A new study by the Synopsys Black Duck Audit Services team found that open-source software vulnerabilities have decreased, but many organizations seem to have trouble keeping track of the patched status of their open source components. Synopsis anonymized data from more than 1,200 codebases in enterprises in 17 different industries found that more than 96% of the codebases contain open source software or libraries.
And according to their Open Source Security and Risk Analysis report, 60% of the codebases they audited had at least one vulnerability, down from 78% in last year's study.
More than 99% of codebases with more than 1,000 files contain open source components. And within those codebases, there are an average of 298 separate open source components — up from an average of 257 in the previous research. That increase in open source component count is important given that "few companies accurately track the components they use in their code. Most lack the policies, processes, and tools to keep up with the choices made by their developers," the report said.
Open source component use is so prevalent that, in 13 of the 17 industry sectors tracked, there were more open source than proprietary components in the code base. That's why, says Tim Mackey, principal security strategist in the Synopsys Cybersecurity Research Center (CyRC), it's encouraging that the report contains some good news: "For the first time, there was a pretty substantial decrease in the number of open source vulnerabilities in the code base," he says.
Mackey says that the reduction comes from a combination of patched vulnerabilities in the open source code, and a greater likelihood that the patched code will be in the codebases. "The companies are having a greater awareness of what to do and how to do it," he explains.

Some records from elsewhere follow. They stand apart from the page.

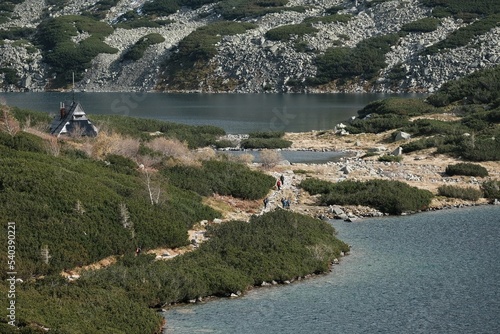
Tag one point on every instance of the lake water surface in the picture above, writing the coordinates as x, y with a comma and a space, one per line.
235, 113
434, 272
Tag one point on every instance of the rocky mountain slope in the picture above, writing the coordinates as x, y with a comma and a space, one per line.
250, 61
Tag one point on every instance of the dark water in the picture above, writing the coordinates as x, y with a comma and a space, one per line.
436, 272
235, 113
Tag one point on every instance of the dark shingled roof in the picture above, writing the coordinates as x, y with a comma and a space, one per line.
72, 118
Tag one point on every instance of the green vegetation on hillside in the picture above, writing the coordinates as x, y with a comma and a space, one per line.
221, 177
278, 245
80, 207
188, 64
7, 8
475, 136
55, 36
391, 197
462, 8
194, 136
365, 60
284, 33
465, 193
71, 210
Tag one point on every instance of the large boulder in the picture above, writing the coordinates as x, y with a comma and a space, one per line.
402, 136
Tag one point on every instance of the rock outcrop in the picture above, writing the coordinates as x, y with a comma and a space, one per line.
254, 62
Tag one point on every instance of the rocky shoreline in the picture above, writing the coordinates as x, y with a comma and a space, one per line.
423, 170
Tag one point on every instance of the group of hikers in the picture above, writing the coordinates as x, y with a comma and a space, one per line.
285, 202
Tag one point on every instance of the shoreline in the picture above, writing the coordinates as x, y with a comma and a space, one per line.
422, 169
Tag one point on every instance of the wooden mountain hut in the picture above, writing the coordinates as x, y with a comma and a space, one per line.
72, 120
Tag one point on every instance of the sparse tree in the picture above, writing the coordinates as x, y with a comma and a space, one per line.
44, 252
79, 208
53, 146
125, 220
9, 124
153, 191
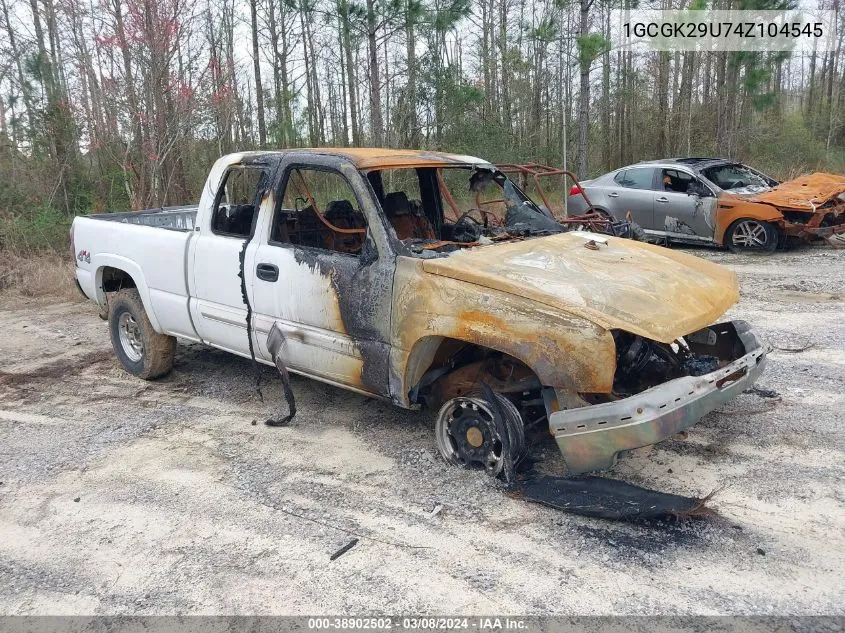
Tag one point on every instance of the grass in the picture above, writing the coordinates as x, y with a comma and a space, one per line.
37, 276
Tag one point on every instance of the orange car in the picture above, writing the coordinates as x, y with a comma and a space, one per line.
719, 201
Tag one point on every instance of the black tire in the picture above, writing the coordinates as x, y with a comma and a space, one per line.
637, 233
489, 452
142, 351
748, 235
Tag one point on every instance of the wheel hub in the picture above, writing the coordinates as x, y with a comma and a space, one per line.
750, 234
130, 337
467, 435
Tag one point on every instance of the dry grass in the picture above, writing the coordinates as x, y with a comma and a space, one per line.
44, 276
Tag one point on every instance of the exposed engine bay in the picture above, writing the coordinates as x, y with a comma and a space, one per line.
642, 363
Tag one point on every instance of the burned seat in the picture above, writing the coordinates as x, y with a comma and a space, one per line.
408, 220
342, 214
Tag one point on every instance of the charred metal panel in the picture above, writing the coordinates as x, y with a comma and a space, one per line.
565, 351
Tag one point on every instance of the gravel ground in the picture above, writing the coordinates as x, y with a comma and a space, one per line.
124, 497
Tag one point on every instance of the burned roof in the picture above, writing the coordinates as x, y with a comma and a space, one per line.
379, 158
701, 162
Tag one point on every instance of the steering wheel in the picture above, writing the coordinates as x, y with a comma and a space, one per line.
466, 214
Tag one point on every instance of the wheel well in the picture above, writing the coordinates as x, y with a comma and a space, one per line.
114, 279
458, 367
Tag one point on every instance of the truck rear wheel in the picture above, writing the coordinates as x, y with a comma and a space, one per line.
142, 351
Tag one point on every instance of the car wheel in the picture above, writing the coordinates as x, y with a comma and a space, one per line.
468, 435
751, 236
142, 351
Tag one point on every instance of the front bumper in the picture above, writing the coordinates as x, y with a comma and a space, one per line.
590, 438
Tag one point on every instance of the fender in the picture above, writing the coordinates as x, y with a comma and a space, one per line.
100, 260
731, 208
563, 350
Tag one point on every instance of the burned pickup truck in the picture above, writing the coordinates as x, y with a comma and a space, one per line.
339, 265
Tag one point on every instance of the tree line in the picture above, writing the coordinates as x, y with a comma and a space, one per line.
114, 104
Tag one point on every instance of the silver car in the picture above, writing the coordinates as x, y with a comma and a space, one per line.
674, 199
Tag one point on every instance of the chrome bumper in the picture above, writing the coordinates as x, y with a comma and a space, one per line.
590, 438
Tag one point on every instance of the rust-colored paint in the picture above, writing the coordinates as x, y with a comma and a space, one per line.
563, 351
551, 303
378, 158
731, 208
815, 193
806, 192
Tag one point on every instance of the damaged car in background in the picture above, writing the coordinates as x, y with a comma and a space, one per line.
721, 202
344, 266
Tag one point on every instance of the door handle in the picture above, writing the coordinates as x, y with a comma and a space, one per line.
267, 272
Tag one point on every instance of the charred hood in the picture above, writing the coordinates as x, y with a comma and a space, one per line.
806, 192
621, 284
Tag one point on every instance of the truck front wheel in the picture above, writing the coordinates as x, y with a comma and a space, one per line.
468, 435
142, 351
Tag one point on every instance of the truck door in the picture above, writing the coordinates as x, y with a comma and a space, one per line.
324, 274
683, 205
217, 303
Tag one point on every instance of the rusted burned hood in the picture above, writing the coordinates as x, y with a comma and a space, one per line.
806, 192
640, 288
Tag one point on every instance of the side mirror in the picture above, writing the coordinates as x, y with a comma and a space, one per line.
696, 189
369, 252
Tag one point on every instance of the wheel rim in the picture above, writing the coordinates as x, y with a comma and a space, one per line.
467, 436
750, 234
130, 337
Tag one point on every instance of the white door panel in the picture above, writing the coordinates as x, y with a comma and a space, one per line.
218, 309
305, 305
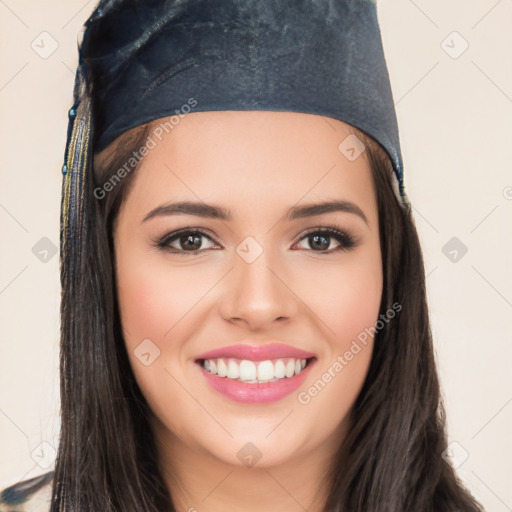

With that said, unpatched code remaining in the codebases of organizations is a significant problem.
"Even though we're seeing a decrease in vulnerabilities in the aggregate, we're still seeing a lot of things that are 'stale," Mackey says, citing an example of the oldest seen by the researchers in this years study dating from 1990. According to the report, 43% of the scanned codebases contained vulnerabilities more than 10 years old - an indication that companies are not keeping up with open-source patching.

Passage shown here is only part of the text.